Things look quiet here. But I've been doing a lot of blogging at
dan.langille.org because I prefer WordPress now.
Not all my posts there are FreeBSD related.
I am in the midst of migrating The FreeBSD Diary over to WordPress
(and you can read about that here).
Once the migration is completed, I'll move the FreeBSD posts into the
new FreeBSD Diary website.
mknod - create the device, then mount5 January 2004
My primary mail server went down on 1 January. In the process of analyzing
the problem, I leaned about a new tool: mknod. This article documents how
I used that tool, a live filesystem CD, and a floppy disk to look at the
disk of the dead box.
Happy New Years!
I first noticed a problem on New Years day. I couldn't ssh into the box. Nor was it accepting
email. Attempts to connect were met with:
$ ssh m20
Password:
Last login: Thu Jan 1 11:38:35 2004 from betty
Copyright (c) 1980, 1983, 1986, 1988, 1990, 1991, 1993, 1994
The Regents of the University of California. All rights reserved.
-bash: /etc/profile: Device not configured
Connection to m20.example.org closed.
$
smtp was also sick:
$ telnet m20 25
Trying 10.0.0.1...
Connected to m20.example.org.
Escape character is '^]'.
220 m20.example.org ESMTP Postfix
helo bast.example.org
250 m20.example.org
mail from: dan@example.org
250 Ok
rcpt to:eric@example.com
250 Ok
data
354 End data with <CR><LF>.<CR><LF>
test msg via m20
.
451 Error: queue file write error
quit
221 Bye
Connection closed by foreign host.
Being a holiday, I wasn't able to get access to the collocation facility. It wasn't
until January 4th that I was able to get there.
Take a camera!
As I was driving to the collocation facility, I remembered my camera. I
thought about turning around to collect it, but didn't. Bad idea. I've
lost useful information because of that decision. The console contained
messages which might have been useful. Next time, I hope I remember.
What I do remember is messages about see tuning(7).
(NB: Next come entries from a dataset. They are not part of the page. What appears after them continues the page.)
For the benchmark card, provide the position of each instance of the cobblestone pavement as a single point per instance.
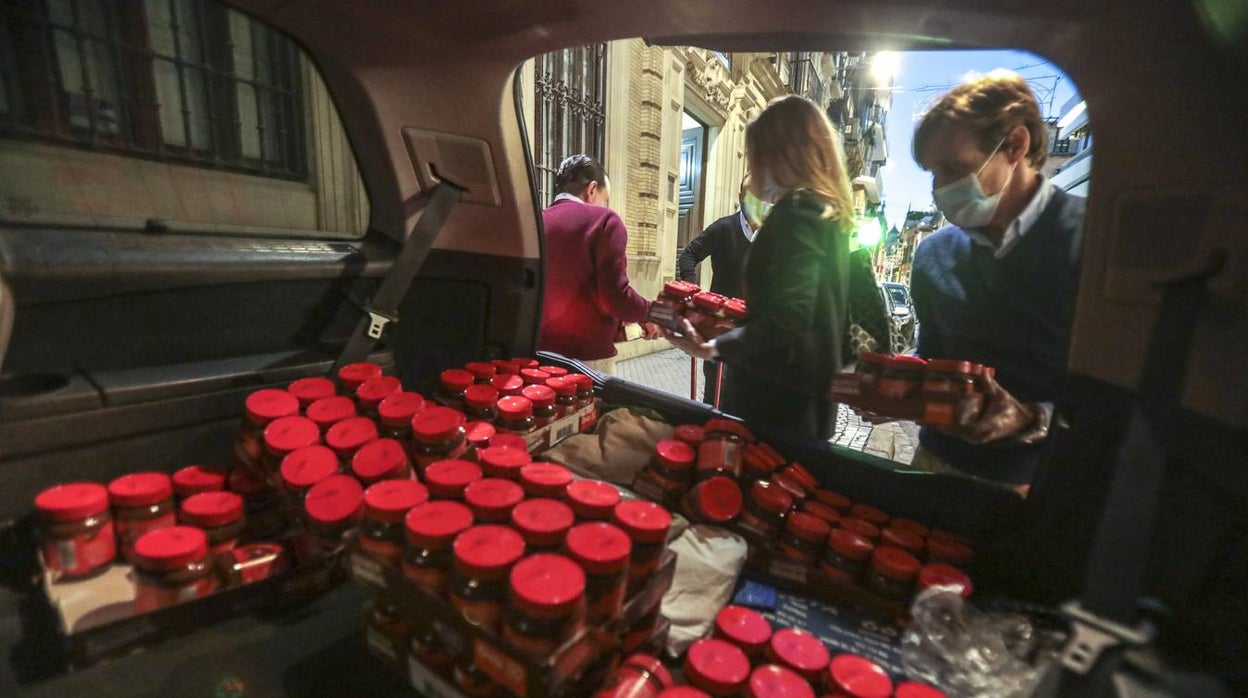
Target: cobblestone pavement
(669, 371)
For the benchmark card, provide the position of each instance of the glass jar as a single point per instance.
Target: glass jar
(141, 502)
(396, 415)
(75, 530)
(492, 498)
(547, 607)
(745, 628)
(447, 480)
(503, 461)
(592, 500)
(718, 667)
(846, 556)
(546, 480)
(386, 505)
(481, 402)
(647, 526)
(483, 557)
(194, 480)
(219, 513)
(803, 538)
(437, 435)
(381, 460)
(429, 530)
(543, 523)
(542, 397)
(311, 390)
(603, 551)
(892, 573)
(171, 566)
(715, 501)
(516, 415)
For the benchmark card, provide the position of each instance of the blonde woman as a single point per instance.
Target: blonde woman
(796, 276)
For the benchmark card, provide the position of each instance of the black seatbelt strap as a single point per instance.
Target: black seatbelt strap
(383, 307)
(1106, 617)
That's it. Nothing else. If I'd had a camera, I would have taken a
picture and we'd both be able to learn something from it. What
a silly mistake.
I hit enter once, and that started a stream of messages far too rapid to
read. CONTROL-S didn't halt it, nor did SCROLL-LOCK. I tried another
virtual console. I got a login prompt. But as soon as I touched a key,
the tty died with the following message:
/: create / symlink failed, no inodes free
This happened with each virtual console I tried.
I went back to the main console to look closely at the scrolling messages.
I could read nothing. I pressed the power switch, and that stopped the messages
for a short time, before they started again. I was able to read something like this:
vm_fault_pager read error pid 1 init
So... it looks like init was having problems. This was a sick system. I rebooted
the box.
The first reboot
The first reboot did nothing. It could not find the disk drive. I went into
the BIOS setup and found that nothing was listed for the primary drive.
Auto-detection found nothing. I had no choice but to take the system home
with me.
booting at home
At home, I wanted to examine the system before booting it up in case I lost
anything by writing to the drive. I booted up from a CD I had, but couldn't mount
any drives. I also had a 4.7-RELEASE from
FreeBSD Mall. Disk 2 contains a live
filesystem, which you can boot from and obtain a working FreeBSD system with
very little effort. I booted, and tried to mount my disk.
dmesg(8)
showed that the disk (ad0) was found. But I could not mount it because
/dev/ad0s1e did not exist, but
/dev/ad0s1 did.
/dev/MAKEDEV was not present on this live filesystem.
I was talking out loud about this in an IRC channel, when Anton Berezin had this
great idea:
mkdir -p /tmp/dev
cd /tmp/dev
/sbin/mknod ad0s1e c 116 0x00020000 root:operator
I tried it, but ran into a problem. This live filesystem CD did not have
mknod(8)
Another great idea from Anton: no mknod, no device. copy mknod to a floppy :-)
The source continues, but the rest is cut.